“Skate Videos Really Influenced My Sensibility as a Filmmaker”: Editor Bryan Mason on Good Luck to You, Leo Grande
In Good Luck to You, Leo Grande, Emma Thompson plays a retired schoolteacher who is certain she has never had good sex. She decides to change that by checking into a hotel room and hiring a sex worker, but he quickly appears to take an interest in her that is more than professional. Much of the film consists of these two characters in a hotel room, and editor Bryan Mason discusses the importance of highlighting performances and chemistry to keep the audience’s attention.
Filmmaker: How and why did you wind up being the editor of your film? What were the factors and attributes that led to your being hired for this job?
Mason: The film’s director Sophie Hyde and I have a long history of working together, so I was thrilled when she asked me to work with her again on this film, although from the first read of the script I was curious how we would keep an audience’s attention through a journey which is basically two people in a room for the best part of 95 minutes.
Filmmaker: In terms of advancing your film from its earliest assembly to your final cut, what were your goals as an editor? What elements of the film did you want to enhance, or preserve, or tease out or totally reshape?
Mason: I think my goal as an editor is more or less the same for every project, which is to make the best version of the film you can within the time you have! It sounds too simplistic, but I really do think that’s what it boils down to for me. In particular, with this film it was important to get the right balance between the two characters so you feel for them both at various times as the dynamic swings and shifts as they transition from strangers and a familiarity grows.
Filmmaker: How did you achieve these goals? What types of editing techniques, or processes, or feedback screenings allowed this work to occur?
Mason: Sophie and I worked very closely through all stages of the edit together really trying to make the most of the footage and select the performances which gave us the best character journey.
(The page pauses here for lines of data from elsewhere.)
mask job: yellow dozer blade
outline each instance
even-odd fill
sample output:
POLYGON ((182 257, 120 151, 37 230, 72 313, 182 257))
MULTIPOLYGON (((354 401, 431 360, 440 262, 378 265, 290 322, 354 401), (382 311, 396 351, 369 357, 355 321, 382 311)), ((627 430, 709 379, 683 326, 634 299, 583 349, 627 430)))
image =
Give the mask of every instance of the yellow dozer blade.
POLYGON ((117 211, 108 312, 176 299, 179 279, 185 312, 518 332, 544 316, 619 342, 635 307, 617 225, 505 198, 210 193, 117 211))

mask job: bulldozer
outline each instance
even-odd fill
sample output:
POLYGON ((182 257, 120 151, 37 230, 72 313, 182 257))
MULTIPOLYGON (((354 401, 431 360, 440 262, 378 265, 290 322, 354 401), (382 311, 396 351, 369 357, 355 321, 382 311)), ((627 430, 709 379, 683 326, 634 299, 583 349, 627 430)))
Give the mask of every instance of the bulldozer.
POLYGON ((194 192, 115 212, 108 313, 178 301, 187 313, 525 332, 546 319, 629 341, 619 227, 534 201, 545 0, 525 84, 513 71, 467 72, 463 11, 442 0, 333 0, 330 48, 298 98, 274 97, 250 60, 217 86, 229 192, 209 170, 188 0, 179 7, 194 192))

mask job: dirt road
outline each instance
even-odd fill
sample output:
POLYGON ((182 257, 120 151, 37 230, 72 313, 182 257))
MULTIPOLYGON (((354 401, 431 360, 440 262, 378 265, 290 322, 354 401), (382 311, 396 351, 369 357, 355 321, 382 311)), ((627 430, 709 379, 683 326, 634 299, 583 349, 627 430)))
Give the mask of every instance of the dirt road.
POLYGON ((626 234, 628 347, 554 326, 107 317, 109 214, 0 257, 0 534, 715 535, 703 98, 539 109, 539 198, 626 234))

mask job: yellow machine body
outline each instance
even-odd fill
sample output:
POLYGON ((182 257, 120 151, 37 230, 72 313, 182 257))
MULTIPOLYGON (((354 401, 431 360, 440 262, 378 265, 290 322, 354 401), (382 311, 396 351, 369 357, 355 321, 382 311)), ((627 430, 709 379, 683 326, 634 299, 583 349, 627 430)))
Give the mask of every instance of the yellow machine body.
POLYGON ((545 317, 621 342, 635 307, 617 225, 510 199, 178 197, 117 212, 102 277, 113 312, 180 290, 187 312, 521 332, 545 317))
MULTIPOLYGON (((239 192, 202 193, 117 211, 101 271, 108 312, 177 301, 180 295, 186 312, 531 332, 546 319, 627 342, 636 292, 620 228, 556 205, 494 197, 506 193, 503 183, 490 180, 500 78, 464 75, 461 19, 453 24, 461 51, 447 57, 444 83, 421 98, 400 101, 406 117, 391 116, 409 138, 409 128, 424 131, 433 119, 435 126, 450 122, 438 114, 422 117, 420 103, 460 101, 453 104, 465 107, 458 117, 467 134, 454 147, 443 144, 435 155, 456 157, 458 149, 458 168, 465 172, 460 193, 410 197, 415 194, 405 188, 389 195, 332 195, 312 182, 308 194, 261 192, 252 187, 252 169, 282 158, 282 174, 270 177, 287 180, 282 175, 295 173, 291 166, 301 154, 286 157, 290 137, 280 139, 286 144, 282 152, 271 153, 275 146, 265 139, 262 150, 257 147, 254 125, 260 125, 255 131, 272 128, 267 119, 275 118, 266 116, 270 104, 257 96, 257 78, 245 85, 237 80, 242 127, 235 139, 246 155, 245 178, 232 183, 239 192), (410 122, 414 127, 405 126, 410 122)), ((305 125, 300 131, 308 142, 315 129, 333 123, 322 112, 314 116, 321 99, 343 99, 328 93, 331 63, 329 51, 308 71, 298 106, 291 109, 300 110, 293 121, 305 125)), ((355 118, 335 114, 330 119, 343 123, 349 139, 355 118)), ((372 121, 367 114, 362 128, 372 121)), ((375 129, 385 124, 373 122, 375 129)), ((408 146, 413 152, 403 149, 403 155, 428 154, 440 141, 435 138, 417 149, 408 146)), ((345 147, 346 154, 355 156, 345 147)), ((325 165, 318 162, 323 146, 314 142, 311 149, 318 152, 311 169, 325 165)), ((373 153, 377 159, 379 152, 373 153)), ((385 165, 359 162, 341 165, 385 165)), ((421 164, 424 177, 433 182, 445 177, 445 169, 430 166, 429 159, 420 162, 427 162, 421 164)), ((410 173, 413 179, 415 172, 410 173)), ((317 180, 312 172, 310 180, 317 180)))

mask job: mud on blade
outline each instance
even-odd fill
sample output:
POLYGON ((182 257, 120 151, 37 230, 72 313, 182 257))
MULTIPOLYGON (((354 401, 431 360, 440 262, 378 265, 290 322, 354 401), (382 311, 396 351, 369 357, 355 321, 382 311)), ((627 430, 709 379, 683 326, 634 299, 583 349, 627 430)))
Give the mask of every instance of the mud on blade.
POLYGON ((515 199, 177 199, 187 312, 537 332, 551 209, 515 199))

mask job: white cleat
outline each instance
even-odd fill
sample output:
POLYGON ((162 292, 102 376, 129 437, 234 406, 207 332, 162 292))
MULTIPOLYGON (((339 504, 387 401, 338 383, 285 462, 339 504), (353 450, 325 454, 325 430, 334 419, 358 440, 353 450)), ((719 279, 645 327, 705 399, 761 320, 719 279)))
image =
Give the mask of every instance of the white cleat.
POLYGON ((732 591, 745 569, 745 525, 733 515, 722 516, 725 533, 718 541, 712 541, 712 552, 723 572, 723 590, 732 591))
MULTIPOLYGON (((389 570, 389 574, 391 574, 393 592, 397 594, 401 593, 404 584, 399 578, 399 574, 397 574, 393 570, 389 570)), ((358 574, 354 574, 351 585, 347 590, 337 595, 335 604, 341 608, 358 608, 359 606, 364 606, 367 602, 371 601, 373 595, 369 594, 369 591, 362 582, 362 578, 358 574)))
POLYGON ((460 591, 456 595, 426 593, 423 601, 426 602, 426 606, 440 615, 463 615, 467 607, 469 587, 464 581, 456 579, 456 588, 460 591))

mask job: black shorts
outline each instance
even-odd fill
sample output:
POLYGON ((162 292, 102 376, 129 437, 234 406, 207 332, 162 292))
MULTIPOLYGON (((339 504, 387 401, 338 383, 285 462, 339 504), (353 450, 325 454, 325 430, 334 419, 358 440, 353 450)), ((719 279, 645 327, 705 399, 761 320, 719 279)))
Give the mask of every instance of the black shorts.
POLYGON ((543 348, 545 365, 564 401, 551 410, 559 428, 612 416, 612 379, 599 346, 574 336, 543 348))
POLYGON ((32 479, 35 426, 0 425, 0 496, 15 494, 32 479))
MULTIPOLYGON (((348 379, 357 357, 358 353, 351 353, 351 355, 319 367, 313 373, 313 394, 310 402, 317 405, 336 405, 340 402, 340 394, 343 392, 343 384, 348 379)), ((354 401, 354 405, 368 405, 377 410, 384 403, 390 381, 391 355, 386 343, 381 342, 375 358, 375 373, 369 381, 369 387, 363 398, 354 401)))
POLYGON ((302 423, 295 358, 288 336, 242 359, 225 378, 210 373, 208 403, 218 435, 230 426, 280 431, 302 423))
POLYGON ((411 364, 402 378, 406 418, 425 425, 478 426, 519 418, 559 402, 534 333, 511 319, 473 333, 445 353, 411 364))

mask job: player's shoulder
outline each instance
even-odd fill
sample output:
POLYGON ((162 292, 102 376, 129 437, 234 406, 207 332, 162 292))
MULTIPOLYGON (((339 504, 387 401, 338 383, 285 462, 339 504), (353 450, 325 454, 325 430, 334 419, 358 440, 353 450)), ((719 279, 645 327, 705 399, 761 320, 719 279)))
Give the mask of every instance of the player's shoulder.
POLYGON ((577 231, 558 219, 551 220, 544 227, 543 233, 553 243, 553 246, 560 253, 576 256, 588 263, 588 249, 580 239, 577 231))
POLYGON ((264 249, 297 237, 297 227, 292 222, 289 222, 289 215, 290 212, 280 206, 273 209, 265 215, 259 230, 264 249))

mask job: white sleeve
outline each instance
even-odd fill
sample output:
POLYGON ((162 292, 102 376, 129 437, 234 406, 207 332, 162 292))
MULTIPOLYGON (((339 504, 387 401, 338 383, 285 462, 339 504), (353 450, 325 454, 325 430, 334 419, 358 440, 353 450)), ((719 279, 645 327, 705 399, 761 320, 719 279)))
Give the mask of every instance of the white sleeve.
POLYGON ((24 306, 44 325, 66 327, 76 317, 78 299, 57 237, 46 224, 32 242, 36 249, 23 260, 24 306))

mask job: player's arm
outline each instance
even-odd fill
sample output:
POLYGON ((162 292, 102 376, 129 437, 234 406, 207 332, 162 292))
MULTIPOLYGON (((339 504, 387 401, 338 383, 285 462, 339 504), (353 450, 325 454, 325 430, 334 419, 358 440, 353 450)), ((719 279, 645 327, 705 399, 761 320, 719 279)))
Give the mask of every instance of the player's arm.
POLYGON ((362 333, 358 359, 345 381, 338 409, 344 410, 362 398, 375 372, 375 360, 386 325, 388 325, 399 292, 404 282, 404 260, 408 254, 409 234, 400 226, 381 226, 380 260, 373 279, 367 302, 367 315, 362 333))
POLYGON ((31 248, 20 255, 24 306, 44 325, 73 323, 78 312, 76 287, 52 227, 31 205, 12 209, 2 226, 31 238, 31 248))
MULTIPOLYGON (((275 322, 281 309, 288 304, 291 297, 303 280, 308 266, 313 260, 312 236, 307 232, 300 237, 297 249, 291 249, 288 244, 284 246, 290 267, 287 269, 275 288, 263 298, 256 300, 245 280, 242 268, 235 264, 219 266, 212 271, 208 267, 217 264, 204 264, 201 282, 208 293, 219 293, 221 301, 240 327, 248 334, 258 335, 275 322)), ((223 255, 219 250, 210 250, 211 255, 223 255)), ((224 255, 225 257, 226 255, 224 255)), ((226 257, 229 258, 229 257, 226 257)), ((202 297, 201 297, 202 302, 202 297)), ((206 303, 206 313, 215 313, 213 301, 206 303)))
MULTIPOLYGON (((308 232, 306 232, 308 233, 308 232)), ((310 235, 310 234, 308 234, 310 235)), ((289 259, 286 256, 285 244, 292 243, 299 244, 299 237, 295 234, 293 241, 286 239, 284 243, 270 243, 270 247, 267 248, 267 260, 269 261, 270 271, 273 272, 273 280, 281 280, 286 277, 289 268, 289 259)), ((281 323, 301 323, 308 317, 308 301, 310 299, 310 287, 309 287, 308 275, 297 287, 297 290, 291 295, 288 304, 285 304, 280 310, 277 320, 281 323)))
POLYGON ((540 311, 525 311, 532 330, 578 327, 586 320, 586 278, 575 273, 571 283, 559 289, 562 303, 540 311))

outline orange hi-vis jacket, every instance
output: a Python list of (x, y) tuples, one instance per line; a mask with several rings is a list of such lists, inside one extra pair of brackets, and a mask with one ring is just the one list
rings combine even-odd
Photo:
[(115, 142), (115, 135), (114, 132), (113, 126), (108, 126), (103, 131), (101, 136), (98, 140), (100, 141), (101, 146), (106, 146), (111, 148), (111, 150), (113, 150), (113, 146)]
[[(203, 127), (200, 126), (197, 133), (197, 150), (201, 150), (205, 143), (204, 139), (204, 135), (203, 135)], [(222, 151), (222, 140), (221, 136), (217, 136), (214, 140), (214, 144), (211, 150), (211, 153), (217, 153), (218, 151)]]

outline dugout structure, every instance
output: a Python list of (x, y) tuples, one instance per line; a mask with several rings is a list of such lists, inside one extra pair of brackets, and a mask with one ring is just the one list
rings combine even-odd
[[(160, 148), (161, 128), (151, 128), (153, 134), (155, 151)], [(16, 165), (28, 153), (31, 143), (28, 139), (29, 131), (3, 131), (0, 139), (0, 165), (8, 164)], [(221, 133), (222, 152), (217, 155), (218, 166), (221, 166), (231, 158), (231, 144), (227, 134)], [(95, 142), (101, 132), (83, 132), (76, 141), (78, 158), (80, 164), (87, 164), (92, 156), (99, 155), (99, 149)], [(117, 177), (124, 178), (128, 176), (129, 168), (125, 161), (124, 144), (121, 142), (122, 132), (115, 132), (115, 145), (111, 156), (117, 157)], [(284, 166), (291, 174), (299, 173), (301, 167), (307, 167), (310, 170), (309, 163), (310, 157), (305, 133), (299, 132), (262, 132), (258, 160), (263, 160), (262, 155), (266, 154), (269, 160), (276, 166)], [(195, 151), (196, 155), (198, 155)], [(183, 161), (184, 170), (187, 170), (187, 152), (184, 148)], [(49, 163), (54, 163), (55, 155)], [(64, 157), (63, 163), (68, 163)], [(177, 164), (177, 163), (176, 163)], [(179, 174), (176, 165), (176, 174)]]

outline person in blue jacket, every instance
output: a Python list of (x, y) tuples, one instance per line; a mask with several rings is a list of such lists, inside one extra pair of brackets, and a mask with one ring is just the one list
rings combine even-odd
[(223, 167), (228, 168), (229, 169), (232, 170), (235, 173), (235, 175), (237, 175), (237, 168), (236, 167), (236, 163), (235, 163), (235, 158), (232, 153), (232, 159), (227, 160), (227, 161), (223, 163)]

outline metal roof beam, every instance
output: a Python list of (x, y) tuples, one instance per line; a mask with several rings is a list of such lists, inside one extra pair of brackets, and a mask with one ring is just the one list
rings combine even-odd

At various stages of the edit we showed the film to trusted collaborators and this was invaluable to get a sense of what was reading and what wasn’t.
Filmmaker: As an editor, how did you come up in the business, and what influences have affected your work?
Mason: I grew up skateboarding and filming skating. While I was still at school I edited a skate video of our little crew of skaters, from VHS to VHS, play record, pause, play record, style. This was my first experience of editing and I really enjoyed it. Then as I finished school and went on to study film, I gravitated towards the camera and the edit suite rather naturally. Early on, skate videos really influenced my sensibility as a filmmaker and editor in particular. Now I am influenced by feature films mostly and I am still amazed when a film manages to sweep me up into the narrative and all the filmmaking techniques disappear and you are just in the story. That is good editing, I think; that is what I am always striving for.
Filmmaker: What editing system did you use, and why?
Mason: I cut on Adobe Premiere Pro and have done for years now. It keeps evolving and updating and is a great system.
Filmmaker: What was the most difficult scene to cut and why? And how did you do it?
Mason: The opening of the film was probably the trickiest sequence to cut, as it shifted and changed a few times from what was envisioned originally. It took a while for the right piece of music to land and what we ended up with is a fun intercut between the two main characters as they both prepare to meet for the first time. This became our title sequence and really took a few revisions to get there. What it needed was time and space to try something, let it settle, revisit, tweak, reimagine, let it settle, try the graphics, the music, a different piece of music, ah now we are getting there, let it sit, try another font or layout, revisit, let it sit, yep still feeling good, ahh. It went a bit like that.
Filmmaker: What role did VFX work, or compositing, or other post-production techniques play in terms of the final edit?
Mason: There are only a handful of VFX shots in the film, they are subtle but really help a couple of moments along tremendously.
Filmmaker: Finally, now that the process is over, what new meanings has the film taken on for you? What did you discover in the footage that you might not have seen initially, and how does your final understanding of the film differ from the understanding that you began with?
Mason: When I read the script for this film initially I imagined a slightly different tone than that of the finished film. I thought it would be lighter and more disposable in some way, but the depth and reality that Sophie managed to find with the cast is surprising and ultimately quite touching.